Adolfo no hablaba nunca de su padre y menos aún de su abuelo. En aquellos tiempos el suicidio era un estigma para la familia y, al parecer, tanto el padre como el abuelo habían muerto de esa manera. Braulio nos explicó que el abuelo llegó a Pedrosa solo, sin que se le conociera familia. Se asentó de jornalero y demostró ser hombre austero y trabajador, como lo serían su hijo y su nieto. Pronto empezó a salir con Valeria, una chica de aquí, de quien procedía buena parte de las parcelas que Adolfo tenía en propiedad.
—Sabemos que el abuelo era de Tineo —explicó Pablo—, porque un día en la bodega se le escapó ese nombre y Pepón lo confundió con «tintero»; a la gente eso le hizo mucha gracia y quedó como una anécdota que se contaba mucho. Se dice que vino muy escamado de la guerra, que por allí debió ser de aúpa.
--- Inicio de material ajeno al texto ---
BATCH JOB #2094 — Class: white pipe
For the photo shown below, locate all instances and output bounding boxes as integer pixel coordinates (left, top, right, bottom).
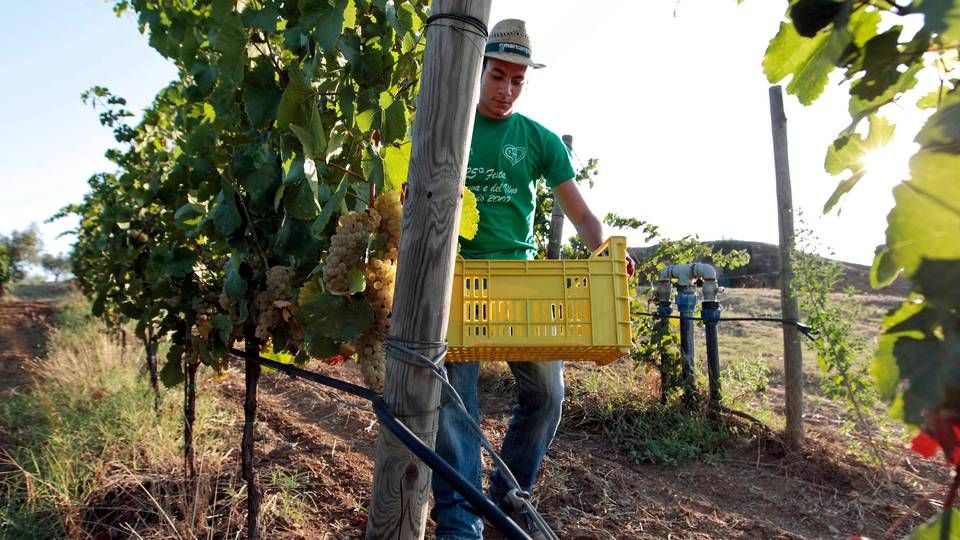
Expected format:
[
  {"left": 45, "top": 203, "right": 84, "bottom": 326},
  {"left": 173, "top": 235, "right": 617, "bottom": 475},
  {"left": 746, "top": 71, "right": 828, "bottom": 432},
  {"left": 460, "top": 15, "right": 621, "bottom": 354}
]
[{"left": 656, "top": 263, "right": 720, "bottom": 302}]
—¿Y quién lo sabe? —protestó Braulio—. Aquí nadie puede decir nada malo de él ni de su hijo. Siempre fue muy buen trabajador y muy serio. Y no se puede explicar por qué acabaron así. ¡Qué tendrá que ver la guerra!
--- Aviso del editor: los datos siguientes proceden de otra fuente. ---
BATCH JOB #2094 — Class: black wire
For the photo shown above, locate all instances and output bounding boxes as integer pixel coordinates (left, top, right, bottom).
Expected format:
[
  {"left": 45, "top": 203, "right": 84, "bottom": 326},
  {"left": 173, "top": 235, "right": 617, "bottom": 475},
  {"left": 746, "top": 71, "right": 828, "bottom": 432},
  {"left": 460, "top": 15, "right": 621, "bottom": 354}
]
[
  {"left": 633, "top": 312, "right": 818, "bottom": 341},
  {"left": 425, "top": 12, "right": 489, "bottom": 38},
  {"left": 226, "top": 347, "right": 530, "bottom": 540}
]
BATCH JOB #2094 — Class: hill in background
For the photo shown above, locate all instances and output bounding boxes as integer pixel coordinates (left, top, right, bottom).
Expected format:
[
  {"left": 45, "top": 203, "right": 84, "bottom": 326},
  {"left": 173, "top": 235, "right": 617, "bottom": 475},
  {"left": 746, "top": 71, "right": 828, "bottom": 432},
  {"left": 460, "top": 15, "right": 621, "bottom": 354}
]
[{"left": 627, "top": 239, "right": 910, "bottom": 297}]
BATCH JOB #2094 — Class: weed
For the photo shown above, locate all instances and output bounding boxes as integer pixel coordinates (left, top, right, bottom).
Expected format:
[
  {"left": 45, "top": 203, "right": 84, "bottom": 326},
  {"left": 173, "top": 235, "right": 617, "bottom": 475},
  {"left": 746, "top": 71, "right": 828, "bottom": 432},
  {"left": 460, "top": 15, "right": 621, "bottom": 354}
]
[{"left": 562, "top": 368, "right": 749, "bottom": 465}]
—Ya, ya… —reculó Pablo, al que no gustaban las disputas—, si yo no digo nada.
—¡Ave, patres conscripti! El senado de Pedrosa delibera una grave decisión. ¿Qué estarán cociendo el gran Braulio, egregia mitra cesaraugustana, y Pablo, el apóstol de los gentiles? —La voz de Marcial llegó antes que su cuerpo, al que todavía no veíamos, pues venía andando por el lado opuesto al que estaba orientado el banco.
Braulio carraspeó antes de exclamar:
—¡El que faltaba! ¡Menudas tres patas para un banco! Venga, id marchando para Palencia, que aquí estamos ya muy apretados y no hay sitio para nadie más.
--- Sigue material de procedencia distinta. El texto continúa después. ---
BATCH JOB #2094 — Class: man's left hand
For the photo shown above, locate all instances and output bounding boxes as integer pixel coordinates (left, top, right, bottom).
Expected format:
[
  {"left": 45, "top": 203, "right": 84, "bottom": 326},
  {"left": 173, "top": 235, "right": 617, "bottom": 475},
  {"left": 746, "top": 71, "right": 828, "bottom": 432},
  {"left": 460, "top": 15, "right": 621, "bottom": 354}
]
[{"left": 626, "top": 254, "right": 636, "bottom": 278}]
Las embestidas dialécticas de Marcial no causaban menos pavor en Pedrosa que la mayéutica del Tábano en el ágora de Atenas.
—¿No se habrá olvidado usted de la cuerda? —me recordó de súbito Andrés al abandonar el banco, muy aliviado con la llegada de Marcial, lo que aseguraba acudir puntuales a nuestra cita.
Yo también me levanté, lo que permitió a Pablo y Braulio reconquistar con comodidad sus confines y volver a reconcentrar su mirada en el suelo.
—Tranquilo, poeta, la cuerda está en el maletero; todo bajo control. ¡Venga, que nos vamos! —instigué a Marcial, que se había detenido junto a los dos ancianos.
—¡Y lo que me pesa no saciar mi sed de conocimiento en estos dos caños de sabiduría! —exclamó Marcial extendiendo los brazos hacia ellos con la solemne gestualidad de un profeta.
Braulio alzó un instante su mirada hacia nosotros con los ojos semicerrados por el efecto del sol, que ya incomodaba a la vista, mientras nos dirigíamos al coche. Luego se quedó contemplando el cielo, por el que un avión iba dejando una larguísima estela. Creo que era su manera de responder a aquellas extrañas provocaciones de Marcial.
—¡Que tengáis buen viaje! —les oímos decir casi al unísono, cuando ya estábamos los tres dentro del coche.